As for the recent books I have been reading, Colson Whitehead’s The Underground Railroad is one of the fascinating novels I have read most recently. During my time in the Boston area I saw some houses that had been used as “underground railroads,” so I easily identify with the novel. Right now, I am halfway through Pamuk’s Istanbul, a wonderful memoir. Another great novel I have read recently is The Sympathizer by Viet Thanh Nguyen. It was my only exposure to Vietnamese lives during and after the war, especially Vietnamese people who migrated to the US during those days. For me, it is a modern-day Heart of Darkness. George Saunders’s Lincoln in the Bardo was magical in its craftsmanship. In addition to those, I have recently discovered Muriel Spark, a writer from the generation previous to mine. After reading The Mandelbaum Gate, I thought I would read some more by her. I try to stay connected to the literary scenes in the West. But living in a provincial town in Sri Lanka, it is very difficult to continue that, and COVID-19 has kept my foreign friends from visiting me! There are several friends who visit me regularly from the US and UK with books and news about books. But I regularly listen to NPR programs on books.

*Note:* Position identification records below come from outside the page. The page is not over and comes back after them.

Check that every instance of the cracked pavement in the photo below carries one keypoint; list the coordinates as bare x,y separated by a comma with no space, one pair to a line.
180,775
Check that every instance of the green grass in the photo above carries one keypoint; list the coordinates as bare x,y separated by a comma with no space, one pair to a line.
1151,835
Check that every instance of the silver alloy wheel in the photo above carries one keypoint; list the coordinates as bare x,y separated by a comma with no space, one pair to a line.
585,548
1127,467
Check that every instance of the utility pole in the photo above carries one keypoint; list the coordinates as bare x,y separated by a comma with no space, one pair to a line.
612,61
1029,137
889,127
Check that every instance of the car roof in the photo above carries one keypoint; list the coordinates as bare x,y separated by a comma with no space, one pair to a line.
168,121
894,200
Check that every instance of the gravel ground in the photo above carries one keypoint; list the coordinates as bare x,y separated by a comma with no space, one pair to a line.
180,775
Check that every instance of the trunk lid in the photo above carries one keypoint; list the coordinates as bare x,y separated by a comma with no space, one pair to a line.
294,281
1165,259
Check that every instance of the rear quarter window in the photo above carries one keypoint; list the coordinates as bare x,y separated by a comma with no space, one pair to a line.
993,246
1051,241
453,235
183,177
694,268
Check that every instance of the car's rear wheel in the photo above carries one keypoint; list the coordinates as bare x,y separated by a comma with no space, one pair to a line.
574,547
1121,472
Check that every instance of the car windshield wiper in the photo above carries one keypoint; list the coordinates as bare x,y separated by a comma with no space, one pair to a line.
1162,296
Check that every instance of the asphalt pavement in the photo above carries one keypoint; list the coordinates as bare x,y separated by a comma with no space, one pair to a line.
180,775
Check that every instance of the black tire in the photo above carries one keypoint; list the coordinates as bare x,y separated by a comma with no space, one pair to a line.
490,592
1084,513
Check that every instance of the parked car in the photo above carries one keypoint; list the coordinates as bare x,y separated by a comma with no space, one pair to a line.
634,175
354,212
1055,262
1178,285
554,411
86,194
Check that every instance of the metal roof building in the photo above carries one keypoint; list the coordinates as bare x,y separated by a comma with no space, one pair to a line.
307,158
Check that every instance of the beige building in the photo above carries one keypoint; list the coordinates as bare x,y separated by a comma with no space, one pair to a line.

[1] For more on ultraminor literature, see “Defining the Ultraminor” by Bergur Rønne Moberg and David Damrosch.



Liyanage Amarakeerthi is a contemporary Sri Lankan writer. He is the author of eight collections of short stories, five novels, and two collections of poetry. He is also a writer of two children’s books, six academic books, and ten translations into Sinhalese. His novel Atawaka Puththu (Half-moon Sons) won the Best Sinhala Novel award at the 2008 State Literary Festival. He is also the recipient of the National Award for Literature in 2000, Swarna Pusthaka Awards in 2014 and 2016, and the Vidyodaya Literary Award in 2014 for his fiction and prose works.

Chamini Kulathunga is a Sri Lankan translator. She is a graduate of the Iowa Translation Workshop and a summer visiting fellow at Cornell University’s South Asia Program. Chamini was the former Blog Editor and a staff editor of Exchanges: Journal of Literary Translation and is Asymptote’s Editor-at-Large for Sri Lanka. Her writings, interviews, and translations have appeared in Asymptote, Los Angeles Review of Books, Los Angeles Review, Project Plume, Exchanges, DoubleSpeak, Bengaluru Review, and elsewhere.